Kierowcy muszą uważać na przemieszczające się łanie. Przekonał się o tym Reporter 24, przed którego samochodem przebiegła ich ponad trzydziestka. - Pierwszy raz w życiu widziałem coś takiego - mówi Paweł.
Na nagraniu Pawła widać łanie, które przebiegają przez drogę krajową nr 20 w okolicach Ginawy (woj. zachodniopomorskie). Do zdarzenia doszło 18 lutego, a film naprawdę robi wrażenie
- Samochód prowadził mój ojciec. Zobaczyliśmy zwierzęta pędzące z lewej strony i postanowiliśmy zatrzymać auto. Podobnie uczynił kierowca jadący z naprzeciwka - opowiada w rozmowie z Kontakt 24 pan Paweł. Samic jelenia było 31.

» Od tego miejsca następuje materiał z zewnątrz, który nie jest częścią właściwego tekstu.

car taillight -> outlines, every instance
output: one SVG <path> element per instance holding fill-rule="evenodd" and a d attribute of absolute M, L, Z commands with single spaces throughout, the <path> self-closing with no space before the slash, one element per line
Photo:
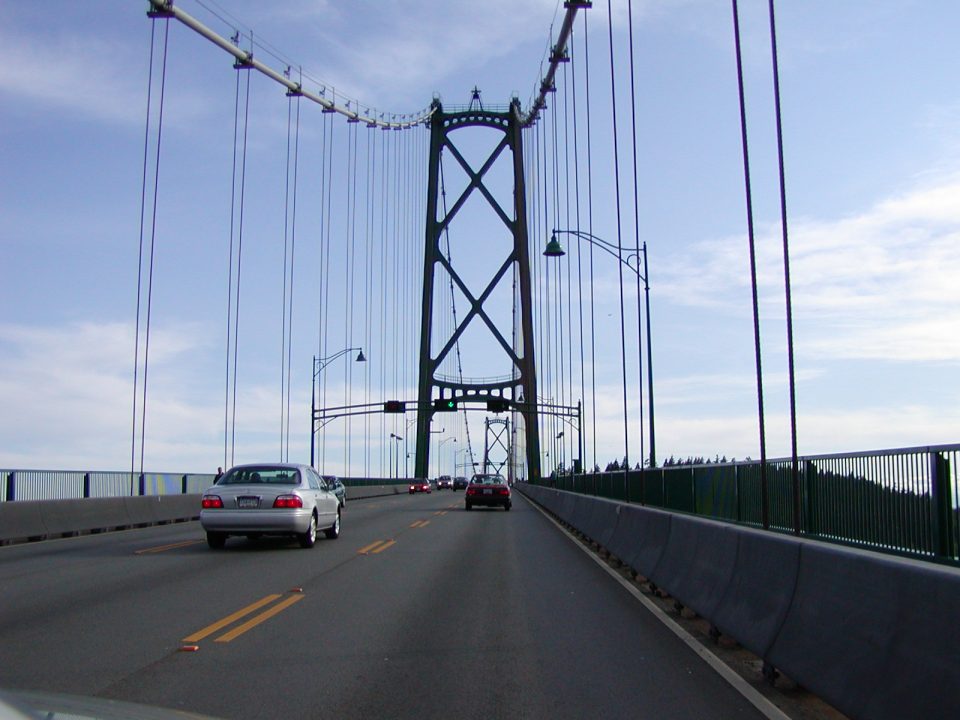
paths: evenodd
<path fill-rule="evenodd" d="M 204 510 L 210 510 L 211 508 L 222 508 L 223 500 L 220 499 L 219 495 L 204 495 L 200 499 L 200 507 Z"/>
<path fill-rule="evenodd" d="M 509 495 L 509 488 L 497 488 L 497 495 Z"/>
<path fill-rule="evenodd" d="M 302 508 L 303 498 L 299 495 L 277 495 L 277 499 L 273 501 L 273 506 L 275 508 Z"/>
<path fill-rule="evenodd" d="M 475 487 L 467 488 L 467 495 L 476 495 L 476 494 L 477 494 L 477 489 Z"/>

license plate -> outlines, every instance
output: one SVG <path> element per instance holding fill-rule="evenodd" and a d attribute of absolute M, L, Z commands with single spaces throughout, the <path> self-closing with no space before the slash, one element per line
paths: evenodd
<path fill-rule="evenodd" d="M 258 497 L 238 497 L 237 507 L 241 510 L 249 510 L 260 507 L 260 498 Z"/>
<path fill-rule="evenodd" d="M 493 490 L 491 490 L 490 488 L 484 488 L 484 489 L 483 489 L 483 494 L 484 494 L 484 495 L 493 495 Z"/>

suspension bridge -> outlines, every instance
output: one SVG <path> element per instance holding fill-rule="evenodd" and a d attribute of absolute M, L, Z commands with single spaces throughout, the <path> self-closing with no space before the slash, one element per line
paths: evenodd
<path fill-rule="evenodd" d="M 206 18 L 147 4 L 129 468 L 0 476 L 0 542 L 17 541 L 0 548 L 0 701 L 62 702 L 36 695 L 52 691 L 236 718 L 960 709 L 960 446 L 798 447 L 772 0 L 789 455 L 767 451 L 732 0 L 757 459 L 689 464 L 657 441 L 664 241 L 643 233 L 632 3 L 559 4 L 541 66 L 519 69 L 536 77 L 529 97 L 474 86 L 412 112 L 335 88 L 216 3 L 197 1 Z M 154 375 L 176 344 L 158 298 L 194 270 L 163 258 L 204 242 L 165 232 L 179 193 L 207 192 L 165 172 L 185 43 L 207 47 L 231 89 L 211 464 L 342 476 L 344 538 L 307 558 L 264 540 L 211 553 L 190 522 L 210 477 L 151 472 L 169 390 Z M 283 151 L 269 169 L 267 136 Z M 516 511 L 406 496 L 414 478 L 487 472 L 509 479 Z"/>

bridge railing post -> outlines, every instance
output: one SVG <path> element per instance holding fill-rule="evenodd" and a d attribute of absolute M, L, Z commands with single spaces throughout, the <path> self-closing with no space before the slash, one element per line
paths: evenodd
<path fill-rule="evenodd" d="M 83 497 L 90 497 L 90 473 L 88 472 L 83 474 Z"/>
<path fill-rule="evenodd" d="M 17 499 L 17 471 L 11 470 L 7 473 L 7 502 L 13 502 Z"/>
<path fill-rule="evenodd" d="M 933 550 L 938 558 L 953 559 L 957 548 L 953 536 L 953 499 L 950 487 L 950 461 L 943 453 L 930 453 L 930 497 L 933 508 L 930 513 L 932 522 Z"/>

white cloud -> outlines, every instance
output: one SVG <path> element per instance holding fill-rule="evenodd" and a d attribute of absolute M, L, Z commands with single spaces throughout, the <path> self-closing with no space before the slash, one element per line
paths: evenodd
<path fill-rule="evenodd" d="M 145 83 L 129 73 L 137 64 L 126 43 L 89 34 L 13 34 L 8 27 L 0 30 L 0 46 L 0 92 L 81 117 L 143 122 Z"/>
<path fill-rule="evenodd" d="M 835 220 L 790 224 L 798 334 L 815 324 L 808 351 L 821 359 L 960 361 L 960 177 L 922 187 Z M 761 303 L 783 315 L 779 227 L 758 234 Z M 746 241 L 699 243 L 665 263 L 658 293 L 671 302 L 748 314 Z"/>

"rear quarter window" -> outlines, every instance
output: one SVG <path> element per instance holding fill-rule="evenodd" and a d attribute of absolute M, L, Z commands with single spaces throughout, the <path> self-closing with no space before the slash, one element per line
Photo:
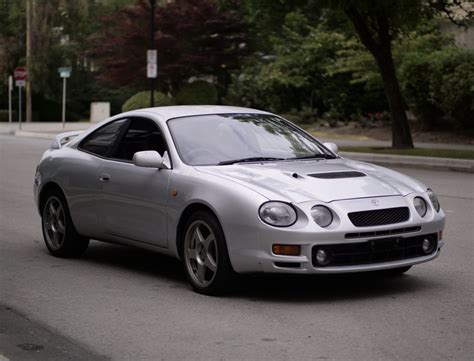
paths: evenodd
<path fill-rule="evenodd" d="M 81 142 L 79 149 L 106 157 L 126 124 L 127 119 L 121 119 L 97 129 Z"/>

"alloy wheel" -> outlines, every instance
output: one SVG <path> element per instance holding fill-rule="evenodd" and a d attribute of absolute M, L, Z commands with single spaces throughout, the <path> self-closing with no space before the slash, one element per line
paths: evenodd
<path fill-rule="evenodd" d="M 54 250 L 60 249 L 66 237 L 66 215 L 56 197 L 49 198 L 44 207 L 43 228 L 48 245 Z"/>
<path fill-rule="evenodd" d="M 207 287 L 216 276 L 218 257 L 216 236 L 204 221 L 197 220 L 187 229 L 184 243 L 186 267 L 193 281 Z"/>

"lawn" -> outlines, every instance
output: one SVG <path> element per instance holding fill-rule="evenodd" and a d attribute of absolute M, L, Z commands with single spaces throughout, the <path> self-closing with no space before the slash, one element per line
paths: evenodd
<path fill-rule="evenodd" d="M 339 147 L 339 150 L 341 152 L 398 154 L 398 155 L 414 155 L 414 156 L 419 156 L 419 157 L 474 159 L 474 150 L 463 150 L 463 149 L 433 149 L 433 148 L 394 149 L 394 148 L 383 148 L 383 147 Z"/>

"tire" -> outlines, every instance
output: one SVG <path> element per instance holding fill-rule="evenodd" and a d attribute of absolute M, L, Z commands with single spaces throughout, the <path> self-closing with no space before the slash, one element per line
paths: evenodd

- Najprawdopodobniej zostały spłoszone wystrzałami kłusowników lub wystrzałami na poligonie w Drawsku Pomorskim. Pierwszy raz w życiu widziałem coś takiego - dodaje mężczyzna.
Lubią "chodzić" w grupach
- Na naszym terenie jest sporo zwierząt. Przemieszczają się one na żerowiska - mówi Andrzej Zawiałow, zastępca nadleśniczego w Nadleśnictwie Łobez, na którego terenie został wykonany film. Jak podkreśla, łanie często przemieszczają się w dużych grupach. Bywa ich pięć, dziesięć, a jak widać na nagraniu, może być ich nawet trzydzieści. - Na szczęście nie notujemy wielu wypadków związanych ze zwierzyną - podkreśla.
- Ważne jest jednak zachowanie kierowców. Pamiętajmy, że gdy drogę przebiegnie nam jedna łania, to warto zwolnić, bo one zazwyczaj same nie biegają i już po chwili na jezdni mogą pojawić się kolejne - podsumowuje.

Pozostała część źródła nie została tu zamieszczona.